Apr. 9th, 2012

aardogs: (Default)
I've been thinking about things a lot lately. A dangerous pastime yes I know. I've been thinking about myself, who I am, what I believe in, where I'm going. When I can't sleep I often watch TED lectures. I came across this one tonight:
http://www.youtube.com/watch?v=L8YJtvHGeUU&feature=youtube_gdata_player

When I think about who I am, none of those thoughts ever have to do with "stuff" that I have. And yet here I am, sitting in my room, looking around at all this stuff.  Stuff that, 90% of the time just sits there, untouched. Unneeded.

I know why I hold on to all this stuff: nostalgia. All these things are filled with so many memories and seem so important and I need  it all because it's comforting. So many aspects of my life have changed and are still changing but I'll always have this stuff to hold onto my past and that feels so safe. But it ties me down, too. In many ways I think it prevents me from truly moving forward. I have too many attachments. Its all clutter and it clutters up my mind as well. I look at all these things that hold so many memories and so I stay stuck in the past. How did I acquire so many things with so much apparent meaning in only 19 years of life? 

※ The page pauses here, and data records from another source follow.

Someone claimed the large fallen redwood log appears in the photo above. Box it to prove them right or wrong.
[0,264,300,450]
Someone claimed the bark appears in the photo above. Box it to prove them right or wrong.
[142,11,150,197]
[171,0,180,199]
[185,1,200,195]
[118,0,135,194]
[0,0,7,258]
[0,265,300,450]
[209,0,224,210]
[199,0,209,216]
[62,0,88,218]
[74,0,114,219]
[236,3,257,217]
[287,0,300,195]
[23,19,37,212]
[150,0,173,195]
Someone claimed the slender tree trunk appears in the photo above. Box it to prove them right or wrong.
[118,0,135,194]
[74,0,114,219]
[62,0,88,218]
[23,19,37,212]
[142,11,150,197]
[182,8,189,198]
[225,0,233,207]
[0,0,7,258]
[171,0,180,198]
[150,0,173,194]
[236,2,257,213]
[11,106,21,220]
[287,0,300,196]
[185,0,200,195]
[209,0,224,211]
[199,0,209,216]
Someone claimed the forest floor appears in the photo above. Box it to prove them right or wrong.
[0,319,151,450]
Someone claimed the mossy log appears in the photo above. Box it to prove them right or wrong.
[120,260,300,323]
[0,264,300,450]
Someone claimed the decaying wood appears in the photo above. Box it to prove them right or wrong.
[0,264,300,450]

Maybe it's the insomnia talking, but I think I'm ready to get rid of it. I think it will be incredibly difficult, but I'm going to try to be brutal. Books will be the hardest to get rid of. I've held on to so many books that I know I'll never read again, but there's just something so comforting and lovely about books on a bookshelf. I know once the stuff is gone it won't matter. Just thinking about it makes me feel lighter and more free. Freedom from stuff! I'm not sure I'm ready for extreme minimalism, but I am ready to live a lot more simply. Time to get started!